Jamerson declared that everyone in the community, from teachers and administrators to parents and students and their neighbors are accountable for the education of youth. He told the Edison region audience in May: “If you came here tonight to point fingers, you came to the wrong meeting.” He went on to say that if we have elected officials who are not taking responsibility, we have problems. Teachers need tools and training to be effective and students need support. We need a holistic approach and comprehensive plan.
According to Rice and Jamerson, FTA has a plan, but only three school board members signed this platform. At the Roosevelt region meeting, School Board president Luis Chavez, said he has signed the platform, including the commitment to smaller class sizes, social/ emotional supports, and increased safety measures. The district had $123 million more this school year than in 2014-2015. Jamerson asserted that it was misguided to put $10 million into new textbooks when 15% of students cannot read them.
At the Edison region meeting, the community was told that pastors from West Fresno and FTA leadership met to discuss whether or not to recall trustee Cal Johnson, who represents the West Side of the district. They were convinced to give Johnson another chance to prove that he had the interests of the students at heart and was not in the pocket of the superintendent. The 200 members of the community who came to the May 12 Stand with Students meeting were not so convinced.
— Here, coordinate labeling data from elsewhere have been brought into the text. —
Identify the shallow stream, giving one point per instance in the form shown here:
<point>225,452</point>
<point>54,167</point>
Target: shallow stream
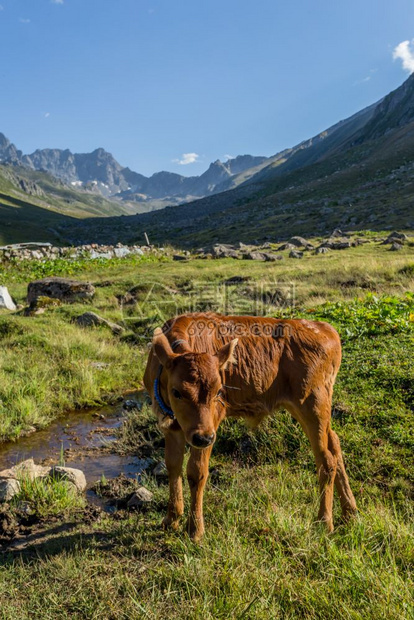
<point>82,439</point>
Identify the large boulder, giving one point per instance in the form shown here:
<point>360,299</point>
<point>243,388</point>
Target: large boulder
<point>59,288</point>
<point>9,487</point>
<point>295,254</point>
<point>396,237</point>
<point>91,319</point>
<point>5,299</point>
<point>26,469</point>
<point>300,242</point>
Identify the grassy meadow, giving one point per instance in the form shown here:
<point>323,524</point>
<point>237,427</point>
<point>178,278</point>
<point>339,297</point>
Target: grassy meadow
<point>263,555</point>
Teachers and parents and other members of the community asked Johnson tough questions about his votes to approve money to cover Hanson’s legal fees. Johnson denied these charges and said that Hanson was paying for all his legal fees himself. When pressed about the meager 2% of students who graduate from Fresno high schools college ready, he disputed the statistic. When asked how should the community help you to help our children, he said to turn the television off. He would not agree to commit to smaller class sizes unless the budget could be shown to allow for it. One teacher accused Johnson of being out of touch.
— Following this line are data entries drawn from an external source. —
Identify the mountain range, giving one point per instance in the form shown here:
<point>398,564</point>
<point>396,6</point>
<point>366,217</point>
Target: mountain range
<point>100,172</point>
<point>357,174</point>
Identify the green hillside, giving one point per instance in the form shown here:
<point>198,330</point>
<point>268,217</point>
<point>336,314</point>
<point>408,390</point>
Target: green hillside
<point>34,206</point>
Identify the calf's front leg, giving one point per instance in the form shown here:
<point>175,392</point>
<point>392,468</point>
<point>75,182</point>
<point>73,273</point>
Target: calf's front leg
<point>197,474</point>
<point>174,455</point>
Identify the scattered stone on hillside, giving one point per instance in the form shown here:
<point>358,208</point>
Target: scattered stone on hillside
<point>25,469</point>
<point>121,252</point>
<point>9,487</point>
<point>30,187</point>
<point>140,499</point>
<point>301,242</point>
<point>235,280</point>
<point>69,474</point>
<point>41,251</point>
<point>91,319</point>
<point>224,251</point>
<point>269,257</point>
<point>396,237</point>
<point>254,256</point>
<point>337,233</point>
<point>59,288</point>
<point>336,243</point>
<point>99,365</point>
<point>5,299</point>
When asked about the decrease in the number of African American principals in Fresno since Hanson became superintendent, Johnson replied that recruiting and retention of qualified candidates was a challenge. One audience member asked why a petition to keep a principal that garnered many signatures had been ignored by the School Board. He claimed it was not a board decision. When queried about retaining teachers, he claimed that FUSD has the highest salaries in the Valley. A Spanish speaker asked why there were not more supports English language learners. Instead of directly addressing her question, Johnson responded that language is also an issue for African American students.
Most of those in the attendance voiced frustration and dissatisfaction with Johnson’s answers to their variety of questions. Moderator Pastor Criner had to quiet the crowd a few times and remind everyone how hard it is for any individual to be interrogated in public by so many people. To an outside observer, Johnson seemed unprepared to address the concerns and uneducated about the problems. To those intimately involved, he appeared to placate them and avoid responsibility.
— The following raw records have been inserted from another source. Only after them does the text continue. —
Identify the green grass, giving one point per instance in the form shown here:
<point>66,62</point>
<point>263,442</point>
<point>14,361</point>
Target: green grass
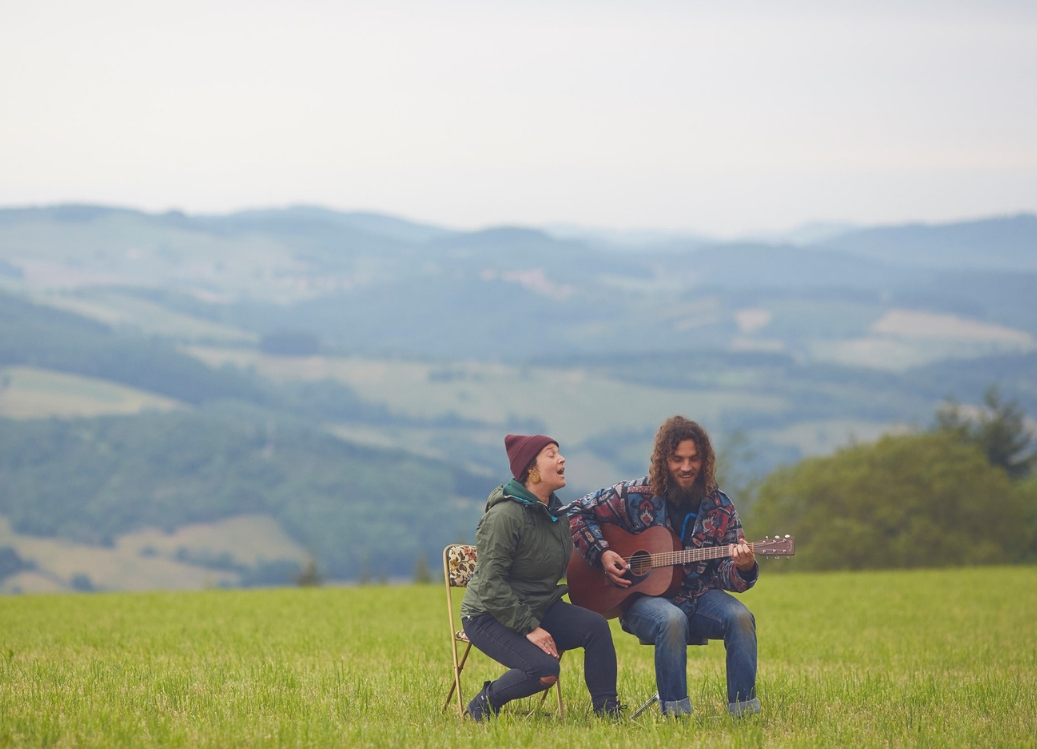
<point>885,659</point>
At the end of the Edison region meeting a local politician addressed the group saying responsibility shouldn’t all be directed at the trustee, but also toward teachers, FTA, and the superintendent (who was also in attendance). Jamerson told the policymaker he was welcome to organize such an event. He said that he was willing to answer questions of any kind. In closing he said that FTA has put together a plan to address the fact that leadership in Fresno has failed to be accountable to student needs.